El terrorismo se caracteriza por infundir temor y por no discriminar; ese temor y las acciones emergentes se dirigen ante quien sea: gobierno, civiles, militares, mero pueblo, mujeres, niños inocentes, etc. El terrorismo una vez desatado no tiene límites. Una de las formas de ejercer terror es mediante secuestros, algo en lo que las FARC y el ELN han probado –tristemente- ser especialistas, sumando a ello sus actividades criminales (particularmente de la primera) vinculadas con el tráfico de drogas.

El mandatario venezolano pide ahora que estos grupos terroristas sean declarados como parte de una legítima lucha interna y aceptados por la comunidad internacional, quedando, por tanto, sujetos a los reglamentos y convenciones de La Haya, de Ginebra y a otras disposiciones de la sociedad mundial organizada sobre la materia.
Si las FARC  y el ELN quieren que el mundo comience a verlas de otra forma,  primero deben suspender sus actos ilícitos. El ser o no ser  calificadas como terroristas, depende de la conducta de esas agrupaciones y de nadie más. No es por perversidad que se  las tilda de terroristas, es en función de las realidades.
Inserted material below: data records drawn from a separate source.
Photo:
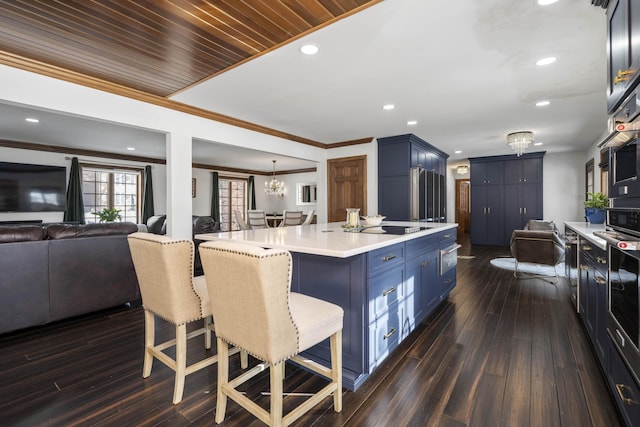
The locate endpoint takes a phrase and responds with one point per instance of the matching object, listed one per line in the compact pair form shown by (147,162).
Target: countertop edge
(265,238)
(586,230)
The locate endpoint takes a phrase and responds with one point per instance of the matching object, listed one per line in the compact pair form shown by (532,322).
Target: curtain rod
(102,163)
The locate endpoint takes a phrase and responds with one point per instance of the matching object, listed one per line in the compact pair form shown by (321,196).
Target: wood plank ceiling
(154,47)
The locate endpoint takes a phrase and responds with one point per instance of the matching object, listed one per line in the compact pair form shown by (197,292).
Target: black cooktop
(392,229)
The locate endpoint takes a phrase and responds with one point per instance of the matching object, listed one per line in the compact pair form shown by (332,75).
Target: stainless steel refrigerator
(427,200)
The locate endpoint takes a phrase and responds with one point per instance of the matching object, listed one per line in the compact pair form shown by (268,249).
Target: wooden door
(346,186)
(463,208)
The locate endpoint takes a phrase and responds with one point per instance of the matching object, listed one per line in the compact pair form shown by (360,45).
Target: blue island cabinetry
(385,294)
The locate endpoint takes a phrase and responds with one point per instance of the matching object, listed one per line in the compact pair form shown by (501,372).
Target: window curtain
(215,197)
(75,206)
(252,192)
(147,200)
(306,197)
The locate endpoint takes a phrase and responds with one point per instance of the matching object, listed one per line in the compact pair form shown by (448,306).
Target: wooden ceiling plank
(311,11)
(263,17)
(214,18)
(99,56)
(202,48)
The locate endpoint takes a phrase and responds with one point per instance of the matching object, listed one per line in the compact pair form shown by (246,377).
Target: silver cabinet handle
(391,332)
(621,388)
(389,291)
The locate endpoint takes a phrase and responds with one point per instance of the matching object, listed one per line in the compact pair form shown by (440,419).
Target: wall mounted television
(32,188)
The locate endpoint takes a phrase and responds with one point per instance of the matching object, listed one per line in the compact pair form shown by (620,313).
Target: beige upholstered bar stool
(164,268)
(255,311)
(256,218)
(291,218)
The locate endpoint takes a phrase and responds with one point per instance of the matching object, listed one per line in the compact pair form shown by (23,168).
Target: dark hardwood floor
(499,352)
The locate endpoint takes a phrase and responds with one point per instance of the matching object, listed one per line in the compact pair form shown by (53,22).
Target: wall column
(179,184)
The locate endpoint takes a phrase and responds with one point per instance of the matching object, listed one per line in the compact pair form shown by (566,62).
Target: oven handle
(621,389)
(451,249)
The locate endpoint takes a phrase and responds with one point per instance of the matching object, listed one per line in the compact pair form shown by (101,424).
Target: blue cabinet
(396,156)
(385,294)
(506,192)
(625,390)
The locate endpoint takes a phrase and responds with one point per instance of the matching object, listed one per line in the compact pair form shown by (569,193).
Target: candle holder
(353,217)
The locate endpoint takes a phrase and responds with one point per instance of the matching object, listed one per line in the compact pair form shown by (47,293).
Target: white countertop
(325,239)
(586,230)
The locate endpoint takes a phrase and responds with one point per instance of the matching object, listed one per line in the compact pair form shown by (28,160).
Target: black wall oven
(625,170)
(624,305)
(623,312)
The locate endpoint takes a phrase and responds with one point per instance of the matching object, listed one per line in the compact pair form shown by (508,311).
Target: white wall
(25,88)
(563,187)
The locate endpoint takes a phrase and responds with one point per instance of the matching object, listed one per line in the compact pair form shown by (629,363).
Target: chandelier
(274,187)
(519,141)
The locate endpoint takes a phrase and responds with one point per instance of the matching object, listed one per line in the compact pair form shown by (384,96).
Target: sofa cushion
(70,231)
(21,233)
(157,224)
(204,224)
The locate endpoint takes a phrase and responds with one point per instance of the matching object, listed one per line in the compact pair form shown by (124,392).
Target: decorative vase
(595,215)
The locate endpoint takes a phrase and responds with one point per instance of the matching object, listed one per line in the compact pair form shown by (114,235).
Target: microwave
(624,170)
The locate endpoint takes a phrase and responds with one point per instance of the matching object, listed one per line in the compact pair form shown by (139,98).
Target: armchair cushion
(541,225)
(539,247)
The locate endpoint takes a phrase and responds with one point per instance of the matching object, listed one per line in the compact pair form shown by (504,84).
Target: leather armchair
(537,247)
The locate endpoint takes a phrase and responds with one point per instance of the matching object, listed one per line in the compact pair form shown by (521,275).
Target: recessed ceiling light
(546,61)
(309,49)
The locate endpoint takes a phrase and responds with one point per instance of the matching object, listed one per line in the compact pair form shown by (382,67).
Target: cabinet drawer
(624,389)
(447,283)
(446,238)
(385,258)
(384,335)
(422,245)
(385,290)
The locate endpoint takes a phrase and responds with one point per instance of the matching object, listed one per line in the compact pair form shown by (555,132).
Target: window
(233,195)
(118,188)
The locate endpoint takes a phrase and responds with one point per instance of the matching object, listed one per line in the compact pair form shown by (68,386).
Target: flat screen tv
(32,188)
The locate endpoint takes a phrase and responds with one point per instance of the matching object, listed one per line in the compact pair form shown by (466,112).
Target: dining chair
(257,218)
(309,217)
(291,218)
(240,221)
(255,310)
(169,291)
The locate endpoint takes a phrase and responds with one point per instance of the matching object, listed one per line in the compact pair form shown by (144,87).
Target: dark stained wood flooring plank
(468,364)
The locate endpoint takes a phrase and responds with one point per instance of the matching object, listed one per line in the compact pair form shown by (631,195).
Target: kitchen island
(387,281)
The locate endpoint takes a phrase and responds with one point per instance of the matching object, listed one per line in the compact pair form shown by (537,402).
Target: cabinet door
(619,61)
(487,173)
(393,197)
(487,215)
(523,171)
(522,203)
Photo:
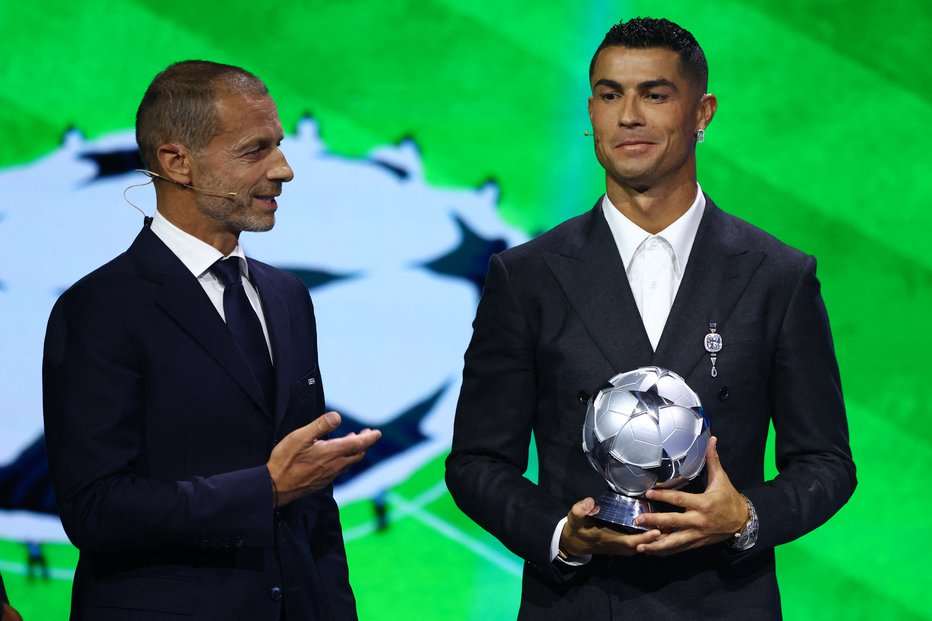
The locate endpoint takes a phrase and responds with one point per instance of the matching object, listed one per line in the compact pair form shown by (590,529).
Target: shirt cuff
(573,561)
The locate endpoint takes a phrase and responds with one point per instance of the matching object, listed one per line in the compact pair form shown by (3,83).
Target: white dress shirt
(654,265)
(198,257)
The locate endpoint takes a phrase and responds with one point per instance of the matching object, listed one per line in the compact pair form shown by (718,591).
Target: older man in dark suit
(641,280)
(183,402)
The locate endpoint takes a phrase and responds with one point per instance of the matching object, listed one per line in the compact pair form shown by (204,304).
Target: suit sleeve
(94,419)
(816,471)
(492,431)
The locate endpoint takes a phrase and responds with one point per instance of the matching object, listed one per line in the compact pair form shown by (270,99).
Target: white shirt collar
(196,255)
(680,234)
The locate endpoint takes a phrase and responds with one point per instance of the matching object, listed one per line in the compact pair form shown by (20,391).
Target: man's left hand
(710,517)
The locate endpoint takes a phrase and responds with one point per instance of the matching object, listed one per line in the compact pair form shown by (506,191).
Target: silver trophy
(646,430)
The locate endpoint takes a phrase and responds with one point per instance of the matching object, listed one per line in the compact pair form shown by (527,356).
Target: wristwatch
(747,536)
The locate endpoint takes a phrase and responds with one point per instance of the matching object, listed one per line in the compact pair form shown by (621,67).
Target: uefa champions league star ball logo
(394,265)
(646,430)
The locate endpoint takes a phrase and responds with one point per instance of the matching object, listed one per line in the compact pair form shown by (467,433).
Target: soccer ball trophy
(647,429)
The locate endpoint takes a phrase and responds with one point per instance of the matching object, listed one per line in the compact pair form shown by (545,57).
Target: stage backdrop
(425,136)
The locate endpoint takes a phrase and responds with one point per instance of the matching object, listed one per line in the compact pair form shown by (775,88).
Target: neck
(655,209)
(180,210)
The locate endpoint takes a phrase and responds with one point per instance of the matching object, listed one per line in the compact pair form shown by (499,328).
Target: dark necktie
(244,324)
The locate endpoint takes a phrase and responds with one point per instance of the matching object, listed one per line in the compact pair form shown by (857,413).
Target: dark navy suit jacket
(557,319)
(158,439)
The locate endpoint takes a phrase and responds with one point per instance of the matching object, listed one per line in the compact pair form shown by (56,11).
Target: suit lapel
(183,298)
(279,325)
(593,279)
(718,272)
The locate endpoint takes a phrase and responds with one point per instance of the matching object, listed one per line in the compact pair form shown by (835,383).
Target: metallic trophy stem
(620,511)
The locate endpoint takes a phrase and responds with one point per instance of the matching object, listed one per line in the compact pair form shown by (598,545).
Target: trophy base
(620,511)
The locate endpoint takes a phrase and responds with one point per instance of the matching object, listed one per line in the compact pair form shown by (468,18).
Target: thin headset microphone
(150,174)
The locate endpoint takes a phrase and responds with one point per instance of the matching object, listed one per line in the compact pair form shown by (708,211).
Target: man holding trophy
(655,276)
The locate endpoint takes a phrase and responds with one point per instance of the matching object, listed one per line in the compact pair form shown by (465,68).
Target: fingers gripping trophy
(646,429)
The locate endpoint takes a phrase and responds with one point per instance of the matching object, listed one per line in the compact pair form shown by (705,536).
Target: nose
(630,115)
(280,169)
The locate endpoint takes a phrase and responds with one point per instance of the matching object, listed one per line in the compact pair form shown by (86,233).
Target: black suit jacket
(157,441)
(557,319)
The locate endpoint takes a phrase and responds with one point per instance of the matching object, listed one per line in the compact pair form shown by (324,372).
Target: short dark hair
(181,105)
(647,32)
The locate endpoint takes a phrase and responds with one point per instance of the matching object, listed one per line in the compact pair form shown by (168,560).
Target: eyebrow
(643,86)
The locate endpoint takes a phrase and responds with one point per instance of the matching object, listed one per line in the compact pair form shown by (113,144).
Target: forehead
(246,116)
(631,66)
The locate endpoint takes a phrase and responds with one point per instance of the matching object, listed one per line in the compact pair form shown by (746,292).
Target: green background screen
(820,138)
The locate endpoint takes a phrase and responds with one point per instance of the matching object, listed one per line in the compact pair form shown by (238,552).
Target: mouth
(267,200)
(634,144)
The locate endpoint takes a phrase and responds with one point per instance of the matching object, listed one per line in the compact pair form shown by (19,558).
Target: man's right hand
(583,535)
(304,462)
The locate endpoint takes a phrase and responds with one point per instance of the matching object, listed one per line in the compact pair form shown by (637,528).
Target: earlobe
(707,107)
(175,162)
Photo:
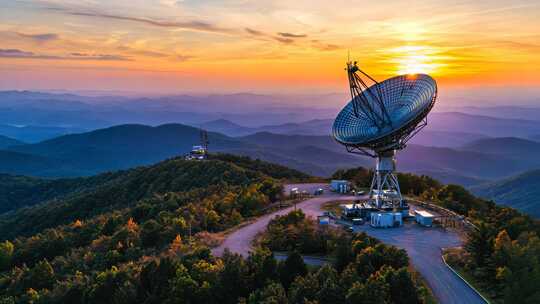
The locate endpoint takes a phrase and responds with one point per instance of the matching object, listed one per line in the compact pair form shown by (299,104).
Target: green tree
(6,255)
(479,244)
(41,276)
(274,293)
(401,286)
(292,267)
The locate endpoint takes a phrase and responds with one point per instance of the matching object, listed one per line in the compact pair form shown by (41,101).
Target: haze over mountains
(64,135)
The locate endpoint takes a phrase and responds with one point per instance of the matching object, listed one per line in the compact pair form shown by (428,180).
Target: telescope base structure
(384,190)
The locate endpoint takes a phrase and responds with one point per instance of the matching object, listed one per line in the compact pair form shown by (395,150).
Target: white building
(386,219)
(423,218)
(340,186)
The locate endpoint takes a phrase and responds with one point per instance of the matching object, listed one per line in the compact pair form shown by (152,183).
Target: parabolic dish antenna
(380,119)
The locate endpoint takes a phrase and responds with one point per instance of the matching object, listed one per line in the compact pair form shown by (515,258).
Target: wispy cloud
(254,32)
(280,38)
(325,46)
(291,35)
(195,25)
(184,57)
(16,53)
(39,37)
Volviendo al tema de las declaraciones del presidente Chávez, de acuerdo a la jurisprudencia internacional las palabras de presidentes y cancilleres ligan a sus gobiernos. Si en un ejercicio de diplomacia pública Chávez calificó como insurgentes o beligerantes a las FARC y al ELN, dicho status corre, aunque no se haya hecho la declaración formal.

La declaración sobre asuntos internacionales de un jefe de Estado (o de un ministro de Relaciones Exteriores) puede tener fuerza obligatoria. Al respecto, es célebre el fallo de la Corte  Permanente de Justicia Internacional del 5 de abril de 1933 con respecto a la soberanía danesa en Groenlandia, fruto de las expresiones del canciller de Noruega del 22 de julio de 1919, quien dijo que su país “no pondría dificultades para reconocer la soberanía de Dinamarca sobre toda Groenlandia”. Cuando  el gobierno noruego quiso luego hacer lo contrario, sobre todo en la parte oriental de ese territorio, Dinamarca llevó el pleito a La Haya y la Corte emitió su sentencia.

Desde esa  lejana época, presidentes y cancilleres han pasado a tener mucho cuidado con lo que dicen, declaran y escriben. Y para aquellos que no lo saben, es bueno recordar estos hechos, así no “meten la pata”. Las consecuencias de lo dicho por esas autoridades puede llegar a ser irreversible en lo que hace a aspectos internacionales. Habrá que ver qué sucederá al final con lo propuesto por Chávez, más allá de los esfuerzos de su dócil Congreso por poner en blanco y negro sus expresiones acerca del propuesto nuevo status de las FARC y del ELN.